Brave the shave
Raising funds for Macmillan Cancer Support
Here are some personal thoughts on my transformation
from Badger to Peanut. TO:
There are many ways of raising money, one of which was done with incredible enthusiasm at Hare Hill House, Littleborough on Saturday – cake eating! Cakes of all shape and size had been donated. I don't think I've ever seen so many beautiful creations annihilated in so short a time.
Another way of raising money is have your hair and beard shaved off. Not quite as attractive a proposition I grant you. But I don't eat cakes.
Family and friends have generously sponsored me. I think they did it in the hope that I'd end up looking a complete *insert adjective of choice*. In which respect they weren't disappointed.
The initial idea had been proposed by a clean-shaven man with almost no hair at all. In other words he had nothing much to lose. I had more hair sprouting out of my ears than he did up top. So would my decision to Brave the Shave mean more because I have an almost-covered pate? No, would it heck. In fact his choice is braver than mine – his might not come back at all this time!
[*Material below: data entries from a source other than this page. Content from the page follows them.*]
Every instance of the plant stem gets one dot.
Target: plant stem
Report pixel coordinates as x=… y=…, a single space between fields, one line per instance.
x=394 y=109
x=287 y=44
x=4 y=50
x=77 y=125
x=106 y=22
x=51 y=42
I've had a beard for about twenty five years and hair for nearly sixty. I lost the beard for one brief period when I decided to chop it off while on holiday. (Was alcohol involved I hear you ask? Mind your own business.) It was an inoffensive, well-trimmed thing and I was quite attached to it. What made the shave more inexplicable is that I only had a cheap throw-away razor with me at the time. The whole performance was messy and uncomfortable. All the scabs looked like I'd developed lower-facial mange and boy, did it sting when I washed my face. It seemed like such a good idea at the time. Such a good idea that I re-grew my beard immediately (or as quickly as my manliness would allow – which was quite a while!). It's been ever-present since, lurking and part of me.
This time it'll be the full monty – hair and beard. Right at this moment I look like a portly badger with grey hair with the odd patch of dark. When I've finished I'll look like a fat peanut.
I've always been a bit touchy about having things removed. Eyebrows for example which my wife takes great delight in butchering. She pulls and tugs till my eyebrow is distended AT LEAST a foot from my forehead before letting it snap back into place with a fearsome thud. Funny for her, less so for me. I'm frightened to nod off in case she creeps up and has a yank. Fortunately on this occasion my follicle assassin is to be a professional. Jane Hall of The Crooked House Hair and Beauty Salon.
There are a few victims lined up and we sit in turn as Jane fires up the clippers. Unforgiving things they are creating a blizzard of grey whiskers amid a storm of insulting comments from the onlookers. Two of us are having the full hair / beard combo. It takes about fifteen minutes I suppose but feels much longer. My hairless nemesis, Peter, has come with a wig so Jane has something to operate on. She soon whips that off but takes mere seconds to tidy up the straggly bits left above his ears.
My extended family have come to watch, it's nice to have support, equally unsettling to be gawped at. The two youngest (aged 4 & 2) seem alarmed as my double chin is revealed to them for the first time.
Very few people are unaffected by this bastard of a disease at some stage in their lives. Members of my family have suffered, close friends too. As my loved ones struggled, they had help at a desperate time, as did I. To have someone there to say the right things and hold our hands is so important.
Since I was persuaded to defoliate I've thought about it quite a bit.
Stupidly, one of my first worries was vanity. This from a nearly-sixty year old blob for goodness sake!
Would I look like a peanut? Would I look ridiculous?
Would I look more ridiculous than usual? No, probably not. Right, lets get on with it then.
There was no backing out when people started paying good money.
I was walking the dog on the morning of the shave when I had an epiphany.
(For those who are wondering, that's a sudden realization, not a senior accident!).
I realized that what I was doing was making me think about things, about my family for example. Making me consider somebody else for a change. Instead of thinking about that new phone, car or TV, I was thinking about something really worthwhile. We need the help of these fabulous folks at our very worst time, when we're at our most vulnerable, our most frightened. They've been there for me before and likely they'll be there for me again.
It takes an enormous amount of cash and skill to do what they do. Today I will be a tiny part of facilitating that.
Most startlingly I realized that now, right this second, someone somewhere is being helped by Macmillan.
It costs about £114 for a Macmillan Support Worker to help a family for one day, twice that for a CNS, Clinical Nurse Specialist.
Knowing I'm doing something for a family somewhere feels pretty amazing.
I wonder who they'll be.
Thank you to everyone who stumped up. Brilliant, it's really appreciated.